ITEM: original wood engraivn,g 4x5.25 " (on larger sheet), published ca. 1705. Very scarce. Fine condition. $150.00
Ref: JF Ptak Science Books Post 1326
“...with his blood he confused the lines of his art”--On the death of Archimedes, in Valerius Maximus
"....Bark, bark bark!"--Archimedes' dog
I came across this unusual and not-web-reproduced image of an infamous scene in the history of mathematics, the murder of Archimedes. There have been a number of depictions of the event, a few dozen artists it seems--including Daumier and Delacroix and others whose name do not begin with "d"--who have chosen to try and capture the moment. (The website at NYU reproduces some of them; Drexel also has a very good space devoted to Archimedes and is a great source for quotes dealing with the event.) This one comes from (I think) Histoire Universelle published by the ubiquitous Peter van der Aa in Amsterdam at the turn of the 18th century, and falls in line with many of its comrades in that it depicts the tragedy in the second before it occurred. One thing it has that other scenes do not--a barking dog. Maybe it belonged to Archimedes, maybe not. But there was a dog depicted here, and it was barking at the scene, probably barking at the man about to stab the mathematician, which means it would've been the mathematician's dog. But Archimedes certainly didn't hear the dog if he couldn't be interrupted by the battle outside his door or the Roman who yelled at him to turn. (I believe Roger Clemens when he says that he didn't realize he was throwing that bat fragment at someone, saying he was in the zone. It happens.)

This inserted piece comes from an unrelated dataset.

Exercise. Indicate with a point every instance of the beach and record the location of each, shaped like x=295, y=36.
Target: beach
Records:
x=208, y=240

And a detail of the dog: shows him barking from a reclined position. Jarred awake by the intruder, he sees the action just before the critical motion--not quite awake, no time to stand, the dog (snarling with teeth barred) tries its best. (I am romanticizng the dog part of course. My own dog, Bluey, now 14 or so, simply stared at the people who walked into my house last night with their luggage, thinking that mine was the bed and breakfast where they had their reservations. He sat and stared, and they stared at him. Missing their destination by one house, how disappointed they must've been to think that their retreat was filled with an old dog, kid toys, a dead Christmas tree, and the rest of the jumble.)
I'm not aware of any artist who steals the moment quite so graphically at Jost Ammon does, though. He also makes no effort to remove the millenium-old event from his own Renaissance environment.
Seldom do we see a maxim so vividly depicted as with these lines from Valerius Maximus: Archimedes trying to hold a thought in his head while a Roman soldier comes tugging at him, Archimedes pushing the soldier away to protect the geometrical work that he was scribbling in the sand, and then having his head full of thoughts spilled onto the drawing he was trying to protect. What we see in the detail is almost exactly (or on the verge of being exactly) from the Valerius quote fragment “...with his blood he confused the lines of his art”: Archimedes has spoiled his geometry in the moment before his cleaved head releases the control of his muscles. It is a nasty image, the pissed-off Roman soldier—who theoretically was just looking for spoils in the looted city of Syracuse—having had enough of the three-second hesitation by the old man and reacts badly, beheading him the hard way.